Restrictions on page titles are listed at Wikipedia:Page name § Technical restrictions and limitations. The most commonly encountered problems are that:

  • titles cannot begin with a lowercase letter;
  • titles cannot contain certain restricted characters.

There are two basic ways of handling a situation where the desired title of a page is technically impossible:

  • Use the magic word DISPLAYTITLE to change the way the title header is displayed on the page (although the stored page name is not affected). This is often done through a template, the most common one being {{lowercase}}, which causes the title to be displayed with an initial lowercase letter, as in iPod.
  • If this is not possible (due to restrictions on DISPLAYTITLE), choose a different title for the page, and use a template such as {{correct title}} to place a hatnote stating what the correct title should be. This is normally necessary in the case of restricted characters.
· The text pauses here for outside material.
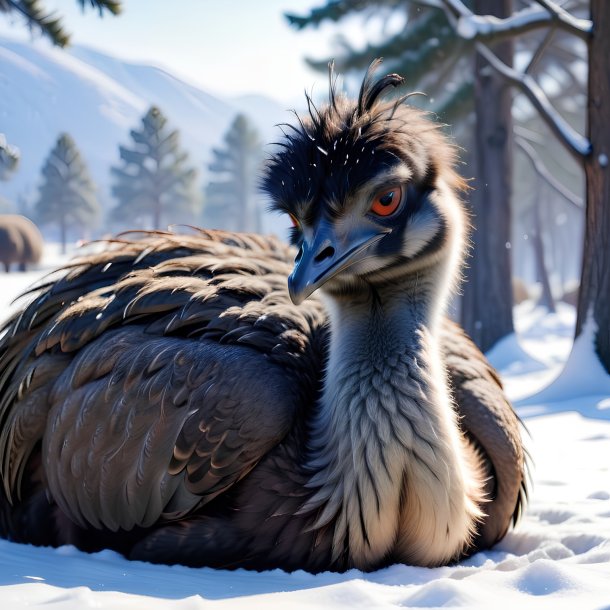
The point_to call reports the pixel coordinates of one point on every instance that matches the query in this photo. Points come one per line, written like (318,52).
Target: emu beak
(327,253)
These templates should never be substituted (subst). To see which articles have these naming problems you can click on "What links here" in the toolbox for each template. If the template is substituted, it will no longer be linked.

Before declaring the current title to be "wrong" with the "correct title" template (or one of the more specific templates), please consider whether the title you are proposing as "correct" would really comply with Wikipedia conventions, particularly Wikipedia:Naming conventions (use English), Wikipedia:Manual of Style (capital letters) and Wikipedia:Manual of Style (trademarks).

Lowercase first letter

The MediaWiki software is configured so that a page title on the English Wikipedia (as stored in the database) cannot begin with a lower-case letter, and links that begin with a lower-case letter are treated as if capitalized, i.e. [[foo]] is treated the same as [[Foo]].

Examples of articles affected by this problem are:

Examples of categories affected by this problem are:

  • Category:macOS, located at Category:MacOS (and subcategories beginning with macOS)

Example of template affected by this problem:

This also means that the page Long s, on the character ſ, cannot be moved to (or redirected from) ſ, as ſ is a lowercase letter whose uppercase form is S.

To fix this problem, you can place the {{lowercase title}} wiki markup at the top of the article, category or template page (and optionally at the top of their talk/discussion page). This will cause the page title to be displayed with the initial letter in lowercase, as at eBay. Note that it does not fix every occurrence, like Wikipedia search bar search suggest drop-down list feature and Search results, as well as the page history, edit, log pages, or the browser address bar (it only affects the page title on the rendered HTML page and tab/window title bars).

Forbidden characters

Due to clashes with various elements of the MediaWiki software, some characters (and "characters") are not allowed to be part of page titles (nor are they supported by DISPLAYTITLE).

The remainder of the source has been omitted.